Snodgrass had been driving on Metairie Road in a direction away from New Orleans, and upon reaching Codifer Boulevard made a right-hand turn and then traveled in a direction which genérally can be said to be toward the lake. Codi-fer Boulevard at the point of the accident possesses two characteristics which it would be well to mention here. Codifer Boulevard does not run at right angles to Metairie Road but slants off at a lesser angle so that one turning from Metairie Road is not called upon to execute a 90° turn but enters Codifer Boulevard on a 45° angle. It is manifest that the effect of this is that as soon as a motorist traveling on Metairie Road, as was plaintiff, enters Codifer Boulevard he has a much better view of the right side of Codifer Boulevard than if Codifer Boulevard had to be entered on a 90° turn. The other characteristic is that the block between Metairie Road and Homestead Avenue is not the conventional block of 300 feet but is shorter and measures about 175 feet.
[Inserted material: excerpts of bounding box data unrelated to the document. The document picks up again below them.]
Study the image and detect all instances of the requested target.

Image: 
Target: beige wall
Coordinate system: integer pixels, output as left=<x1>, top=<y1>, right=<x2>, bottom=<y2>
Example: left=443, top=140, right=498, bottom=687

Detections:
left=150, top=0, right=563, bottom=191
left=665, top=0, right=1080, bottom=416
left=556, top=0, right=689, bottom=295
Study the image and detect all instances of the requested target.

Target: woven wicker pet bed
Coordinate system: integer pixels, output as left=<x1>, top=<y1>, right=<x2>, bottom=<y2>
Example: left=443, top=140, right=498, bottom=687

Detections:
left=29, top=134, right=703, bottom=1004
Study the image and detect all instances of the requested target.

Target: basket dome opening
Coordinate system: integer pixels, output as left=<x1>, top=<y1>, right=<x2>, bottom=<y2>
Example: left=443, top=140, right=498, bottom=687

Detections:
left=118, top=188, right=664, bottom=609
The location of the tree according to Snodgrass was 100 feet from Metairie Road and 50 to 75 feet from Homestead Avenue and the tree was located from 75 to 100 feet away from Codifer Boulevard.
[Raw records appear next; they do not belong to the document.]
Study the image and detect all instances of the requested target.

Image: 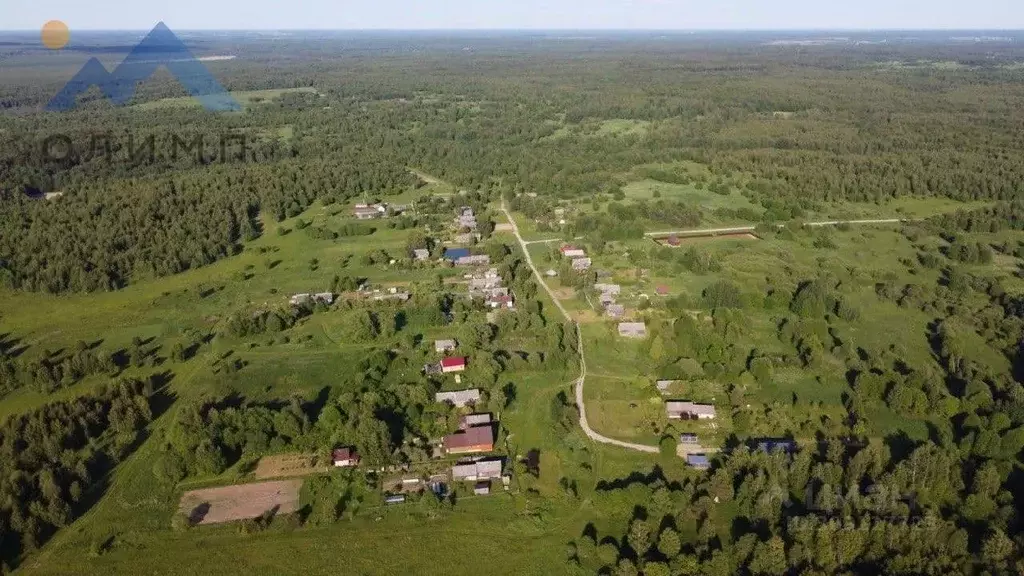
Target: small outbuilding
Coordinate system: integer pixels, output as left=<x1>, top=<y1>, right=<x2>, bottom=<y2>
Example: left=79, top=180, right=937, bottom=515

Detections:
left=331, top=447, right=359, bottom=468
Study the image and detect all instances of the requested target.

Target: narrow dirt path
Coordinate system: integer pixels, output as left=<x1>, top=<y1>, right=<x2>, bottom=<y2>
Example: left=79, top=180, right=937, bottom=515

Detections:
left=502, top=199, right=658, bottom=454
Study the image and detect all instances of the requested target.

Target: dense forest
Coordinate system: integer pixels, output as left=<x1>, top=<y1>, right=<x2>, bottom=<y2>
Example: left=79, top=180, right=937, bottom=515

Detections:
left=0, top=379, right=155, bottom=571
left=0, top=30, right=1024, bottom=576
left=6, top=38, right=1024, bottom=292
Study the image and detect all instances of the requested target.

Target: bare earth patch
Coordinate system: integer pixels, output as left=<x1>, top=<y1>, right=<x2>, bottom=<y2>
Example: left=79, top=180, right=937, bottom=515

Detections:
left=255, top=454, right=331, bottom=480
left=554, top=288, right=575, bottom=300
left=178, top=480, right=302, bottom=524
left=572, top=310, right=601, bottom=324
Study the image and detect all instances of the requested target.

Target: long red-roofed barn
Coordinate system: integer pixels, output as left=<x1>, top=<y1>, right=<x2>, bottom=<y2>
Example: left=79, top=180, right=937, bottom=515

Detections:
left=441, top=357, right=466, bottom=374
left=444, top=424, right=495, bottom=454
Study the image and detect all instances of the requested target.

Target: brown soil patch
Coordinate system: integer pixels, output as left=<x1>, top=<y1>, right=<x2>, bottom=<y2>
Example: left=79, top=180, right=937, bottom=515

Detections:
left=178, top=480, right=302, bottom=524
left=552, top=287, right=575, bottom=300
left=255, top=454, right=331, bottom=480
left=654, top=232, right=761, bottom=243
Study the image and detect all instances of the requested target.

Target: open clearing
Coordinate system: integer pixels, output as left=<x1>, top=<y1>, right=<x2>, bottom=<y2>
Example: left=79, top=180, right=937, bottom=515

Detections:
left=179, top=480, right=302, bottom=524
left=255, top=454, right=331, bottom=480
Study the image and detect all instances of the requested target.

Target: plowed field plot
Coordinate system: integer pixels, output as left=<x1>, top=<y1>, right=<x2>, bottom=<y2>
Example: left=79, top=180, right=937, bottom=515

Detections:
left=255, top=454, right=331, bottom=480
left=179, top=480, right=302, bottom=524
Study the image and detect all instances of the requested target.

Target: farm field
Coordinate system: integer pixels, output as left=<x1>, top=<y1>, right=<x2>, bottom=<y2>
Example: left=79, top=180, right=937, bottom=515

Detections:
left=178, top=480, right=302, bottom=525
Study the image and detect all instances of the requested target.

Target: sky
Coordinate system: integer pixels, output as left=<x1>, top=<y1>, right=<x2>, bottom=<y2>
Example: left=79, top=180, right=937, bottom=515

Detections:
left=6, top=0, right=1024, bottom=32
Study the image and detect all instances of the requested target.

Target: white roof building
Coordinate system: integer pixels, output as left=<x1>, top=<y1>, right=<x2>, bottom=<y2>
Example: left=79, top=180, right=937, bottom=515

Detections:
left=434, top=388, right=480, bottom=408
left=665, top=401, right=717, bottom=420
left=452, top=459, right=502, bottom=482
left=618, top=322, right=647, bottom=338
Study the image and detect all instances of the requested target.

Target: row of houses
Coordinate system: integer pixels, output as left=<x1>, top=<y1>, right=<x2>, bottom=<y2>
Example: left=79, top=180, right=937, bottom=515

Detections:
left=465, top=268, right=515, bottom=310
left=352, top=202, right=410, bottom=220
left=423, top=356, right=468, bottom=375
left=665, top=400, right=717, bottom=420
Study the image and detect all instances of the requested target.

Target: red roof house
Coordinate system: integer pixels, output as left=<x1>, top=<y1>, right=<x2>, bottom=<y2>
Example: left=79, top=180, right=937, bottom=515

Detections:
left=331, top=448, right=359, bottom=467
left=441, top=357, right=466, bottom=374
left=444, top=424, right=495, bottom=454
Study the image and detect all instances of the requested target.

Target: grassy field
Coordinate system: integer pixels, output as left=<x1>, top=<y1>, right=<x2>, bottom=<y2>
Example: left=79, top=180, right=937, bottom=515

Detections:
left=548, top=215, right=1016, bottom=443
left=6, top=175, right=682, bottom=575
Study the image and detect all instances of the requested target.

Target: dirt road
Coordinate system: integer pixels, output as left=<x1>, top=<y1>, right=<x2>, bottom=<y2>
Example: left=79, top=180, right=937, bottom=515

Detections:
left=502, top=200, right=658, bottom=453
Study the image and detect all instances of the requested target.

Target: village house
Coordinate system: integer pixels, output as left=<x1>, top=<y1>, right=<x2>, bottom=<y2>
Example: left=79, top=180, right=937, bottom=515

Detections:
left=443, top=424, right=495, bottom=454
left=455, top=206, right=477, bottom=231
left=455, top=254, right=490, bottom=266
left=594, top=282, right=623, bottom=296
left=444, top=248, right=470, bottom=263
left=758, top=438, right=797, bottom=454
left=487, top=294, right=515, bottom=310
left=665, top=401, right=716, bottom=420
left=686, top=454, right=711, bottom=470
left=469, top=269, right=508, bottom=297
left=559, top=246, right=587, bottom=258
left=452, top=458, right=502, bottom=482
left=441, top=357, right=466, bottom=374
left=459, top=412, right=490, bottom=430
left=373, top=286, right=413, bottom=302
left=352, top=204, right=387, bottom=220
left=654, top=380, right=676, bottom=394
left=331, top=448, right=359, bottom=468
left=288, top=294, right=312, bottom=306
left=618, top=322, right=647, bottom=338
left=434, top=340, right=459, bottom=353
left=434, top=388, right=480, bottom=408
left=572, top=258, right=594, bottom=272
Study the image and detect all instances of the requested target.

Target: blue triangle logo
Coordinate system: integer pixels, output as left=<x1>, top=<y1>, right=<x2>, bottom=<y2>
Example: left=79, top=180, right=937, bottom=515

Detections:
left=46, top=23, right=242, bottom=112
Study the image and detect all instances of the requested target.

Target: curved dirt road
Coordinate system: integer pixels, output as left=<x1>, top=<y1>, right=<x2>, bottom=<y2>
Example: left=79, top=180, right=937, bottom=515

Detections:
left=502, top=199, right=658, bottom=453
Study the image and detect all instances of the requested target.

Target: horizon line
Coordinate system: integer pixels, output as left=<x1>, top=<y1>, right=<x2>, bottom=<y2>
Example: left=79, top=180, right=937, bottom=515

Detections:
left=0, top=23, right=1024, bottom=34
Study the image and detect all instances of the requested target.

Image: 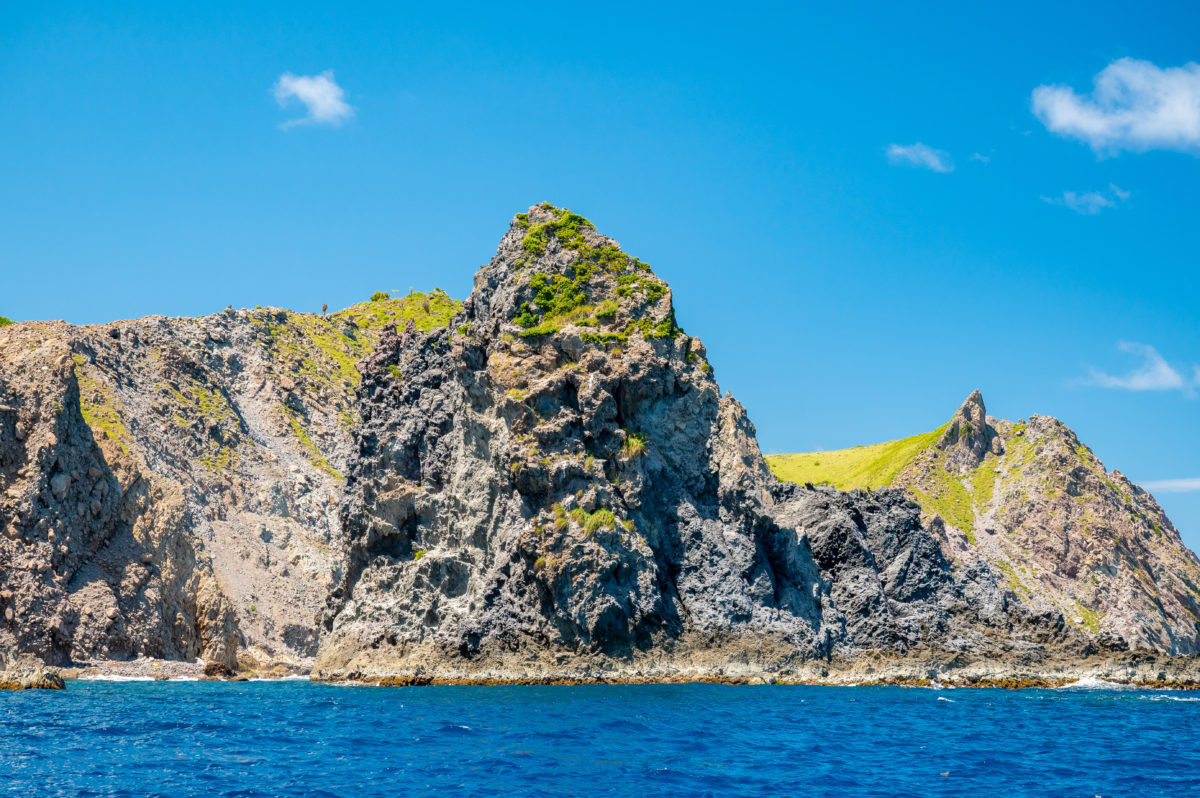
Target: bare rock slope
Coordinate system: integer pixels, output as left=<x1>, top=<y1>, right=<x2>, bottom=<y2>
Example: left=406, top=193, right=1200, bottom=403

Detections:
left=0, top=204, right=1196, bottom=683
left=767, top=391, right=1200, bottom=654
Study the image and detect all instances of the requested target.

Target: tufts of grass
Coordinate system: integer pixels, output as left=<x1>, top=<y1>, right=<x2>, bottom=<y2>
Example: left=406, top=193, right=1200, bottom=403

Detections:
left=72, top=355, right=131, bottom=455
left=620, top=430, right=646, bottom=460
left=583, top=508, right=617, bottom=535
left=282, top=404, right=344, bottom=480
left=763, top=422, right=948, bottom=491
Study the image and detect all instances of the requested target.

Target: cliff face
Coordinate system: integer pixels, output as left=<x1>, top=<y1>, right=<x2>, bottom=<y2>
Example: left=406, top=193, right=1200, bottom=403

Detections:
left=0, top=205, right=1200, bottom=680
left=768, top=391, right=1200, bottom=654
left=0, top=294, right=458, bottom=667
left=316, top=208, right=1104, bottom=678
Snodgrass when questioned whether there was other traffic at the time of the accident stated that no automobiles were immediately ahead of him but that he did recall that there had been some cars in front of him at or near the intersection of Homestead Avenue which he noticed as he made the turn from Metairie Road into Codifer Boulevard. The automobiles referred to by Snodgrass were undoubtedly driven by John W. Armbruster and George J. Fischer, both of whom appeared at the trial as plaintiff’s witnesses. Armbruster testified that the tree began to fall when he was just about even or a short distance from it. His testimony reads:

“Q. You say that you noticed the tree coming toward you? You mean the tree was falling? A. Falling over toward the street. Yes, towards the automobile.
“Q. Falling toward the automobile? A. Right.
[582]*582“Q. Now, when you saw that tree falling toward the automobile, that was toward your car? A. Right.
******
“Q. When you were just about even or just past it, you saw the tree in the act of falling at that time? A. Yes, because I put my car in second and got out from under.
“Q. What did you do then? A. Put it in second and got out from under.
“Q. Gave it plenty gas? A. As much as it would take.
“Q. You wanted to go as far as you could? A. Right.”
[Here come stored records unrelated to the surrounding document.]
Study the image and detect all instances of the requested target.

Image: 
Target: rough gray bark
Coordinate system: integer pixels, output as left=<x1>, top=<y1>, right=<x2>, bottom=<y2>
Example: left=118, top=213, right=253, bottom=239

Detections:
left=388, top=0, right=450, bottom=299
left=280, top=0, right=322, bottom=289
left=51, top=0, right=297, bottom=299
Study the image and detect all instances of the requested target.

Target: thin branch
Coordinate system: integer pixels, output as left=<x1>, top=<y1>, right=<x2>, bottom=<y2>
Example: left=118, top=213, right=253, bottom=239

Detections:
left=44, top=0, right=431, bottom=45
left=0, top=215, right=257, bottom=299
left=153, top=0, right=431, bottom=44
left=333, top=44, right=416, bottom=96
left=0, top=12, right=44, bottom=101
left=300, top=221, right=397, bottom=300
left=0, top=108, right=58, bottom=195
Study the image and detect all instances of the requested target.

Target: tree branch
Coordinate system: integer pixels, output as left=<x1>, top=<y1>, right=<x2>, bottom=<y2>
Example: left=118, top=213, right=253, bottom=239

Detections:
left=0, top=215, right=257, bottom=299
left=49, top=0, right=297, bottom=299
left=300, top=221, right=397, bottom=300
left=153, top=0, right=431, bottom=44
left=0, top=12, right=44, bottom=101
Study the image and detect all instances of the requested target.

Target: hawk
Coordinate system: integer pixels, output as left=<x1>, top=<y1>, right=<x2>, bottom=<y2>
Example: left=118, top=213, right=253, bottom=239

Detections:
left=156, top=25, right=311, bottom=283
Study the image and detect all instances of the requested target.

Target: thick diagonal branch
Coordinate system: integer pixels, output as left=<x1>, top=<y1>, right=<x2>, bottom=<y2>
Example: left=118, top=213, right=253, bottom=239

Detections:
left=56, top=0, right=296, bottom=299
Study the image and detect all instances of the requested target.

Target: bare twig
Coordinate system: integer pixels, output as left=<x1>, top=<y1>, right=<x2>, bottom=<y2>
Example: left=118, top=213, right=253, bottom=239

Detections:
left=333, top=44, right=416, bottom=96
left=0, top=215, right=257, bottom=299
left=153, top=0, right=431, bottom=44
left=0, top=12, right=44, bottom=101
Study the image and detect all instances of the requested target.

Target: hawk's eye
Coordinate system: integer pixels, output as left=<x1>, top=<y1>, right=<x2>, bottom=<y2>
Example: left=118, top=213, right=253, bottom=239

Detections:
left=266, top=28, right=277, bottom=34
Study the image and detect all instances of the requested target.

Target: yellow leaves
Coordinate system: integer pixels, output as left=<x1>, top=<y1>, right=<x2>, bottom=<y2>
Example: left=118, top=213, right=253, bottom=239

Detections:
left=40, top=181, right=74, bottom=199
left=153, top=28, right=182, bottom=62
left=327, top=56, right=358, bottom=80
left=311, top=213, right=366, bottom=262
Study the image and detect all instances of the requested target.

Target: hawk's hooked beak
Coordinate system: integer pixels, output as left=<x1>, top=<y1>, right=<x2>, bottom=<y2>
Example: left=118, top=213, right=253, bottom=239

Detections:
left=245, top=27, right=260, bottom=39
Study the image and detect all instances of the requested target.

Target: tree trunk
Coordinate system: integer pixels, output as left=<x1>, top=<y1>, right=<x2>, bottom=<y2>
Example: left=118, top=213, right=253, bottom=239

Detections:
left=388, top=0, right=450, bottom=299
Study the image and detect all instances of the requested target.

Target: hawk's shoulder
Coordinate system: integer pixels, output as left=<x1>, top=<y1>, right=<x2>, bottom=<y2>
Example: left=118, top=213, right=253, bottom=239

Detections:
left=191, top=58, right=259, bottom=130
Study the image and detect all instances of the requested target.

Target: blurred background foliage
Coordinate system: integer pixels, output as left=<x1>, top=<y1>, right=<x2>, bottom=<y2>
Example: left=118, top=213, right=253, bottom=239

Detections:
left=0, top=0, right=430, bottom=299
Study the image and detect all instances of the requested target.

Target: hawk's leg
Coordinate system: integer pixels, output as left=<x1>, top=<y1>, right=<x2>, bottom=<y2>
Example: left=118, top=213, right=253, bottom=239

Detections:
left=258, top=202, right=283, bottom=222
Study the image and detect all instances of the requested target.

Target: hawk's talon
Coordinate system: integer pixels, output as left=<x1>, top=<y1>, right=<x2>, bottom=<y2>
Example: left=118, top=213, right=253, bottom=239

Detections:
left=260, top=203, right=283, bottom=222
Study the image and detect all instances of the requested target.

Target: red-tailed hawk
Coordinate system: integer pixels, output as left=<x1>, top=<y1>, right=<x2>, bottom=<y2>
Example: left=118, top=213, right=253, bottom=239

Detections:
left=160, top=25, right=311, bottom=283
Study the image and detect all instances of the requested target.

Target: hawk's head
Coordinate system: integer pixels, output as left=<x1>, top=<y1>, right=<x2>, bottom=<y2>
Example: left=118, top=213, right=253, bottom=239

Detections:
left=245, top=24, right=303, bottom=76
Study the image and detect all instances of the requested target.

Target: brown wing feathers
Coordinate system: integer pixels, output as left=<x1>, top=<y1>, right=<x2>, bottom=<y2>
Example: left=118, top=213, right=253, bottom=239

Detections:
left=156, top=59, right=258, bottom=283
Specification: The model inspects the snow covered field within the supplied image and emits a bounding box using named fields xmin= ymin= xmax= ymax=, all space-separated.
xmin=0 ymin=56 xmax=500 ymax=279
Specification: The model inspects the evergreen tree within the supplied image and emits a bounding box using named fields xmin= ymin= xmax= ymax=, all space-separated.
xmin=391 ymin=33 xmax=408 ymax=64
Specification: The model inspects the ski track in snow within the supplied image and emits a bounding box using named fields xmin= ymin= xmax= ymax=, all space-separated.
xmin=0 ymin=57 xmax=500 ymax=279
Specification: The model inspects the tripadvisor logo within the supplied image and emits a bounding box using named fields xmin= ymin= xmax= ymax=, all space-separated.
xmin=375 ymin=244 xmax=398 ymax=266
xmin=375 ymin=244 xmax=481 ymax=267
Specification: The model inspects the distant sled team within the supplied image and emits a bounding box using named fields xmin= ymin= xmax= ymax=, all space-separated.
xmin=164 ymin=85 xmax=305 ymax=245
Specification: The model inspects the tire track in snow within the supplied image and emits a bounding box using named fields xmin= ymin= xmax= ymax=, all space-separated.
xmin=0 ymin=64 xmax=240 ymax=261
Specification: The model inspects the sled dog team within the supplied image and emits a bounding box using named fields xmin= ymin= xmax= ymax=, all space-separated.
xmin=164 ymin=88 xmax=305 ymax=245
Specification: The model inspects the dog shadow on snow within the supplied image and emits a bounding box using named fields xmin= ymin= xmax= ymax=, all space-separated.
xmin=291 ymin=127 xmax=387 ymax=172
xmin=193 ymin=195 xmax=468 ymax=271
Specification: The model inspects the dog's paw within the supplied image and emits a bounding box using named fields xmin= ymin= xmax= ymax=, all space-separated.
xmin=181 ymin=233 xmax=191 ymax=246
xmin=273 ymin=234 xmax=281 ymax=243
Fischer also had to drive in haste to escape the falling tree. He testified:

“Q. First, Mr. Fischer, locate the lot on which the tree stood. A. It was on the right-hand side and just as I was even with the tree, I noticed the bulldozer against the tree and I looked forward to see where I was going.
“I was going at a slow rate of speed and a man across the street run off the sidewalk and waves to me not to come through but I was even with the tree. There was nothing I could do or back up or stop; so, I stepped on the gas and went forward.
******
“A. After I passed the tree. After I got out of the way from underneath the tree, I looked through the rear-view mirror to see what the man was waving about.
I had presence of mind something was happening if he told me not to come through. I stepped on the gas and got out and the tree fell in back of me.”

Thus, it will be seen that the tree began its fall just as Armbruster and Fischer, who Snodgrass said were some distance ahead of him, drove.past the place where the accident happened.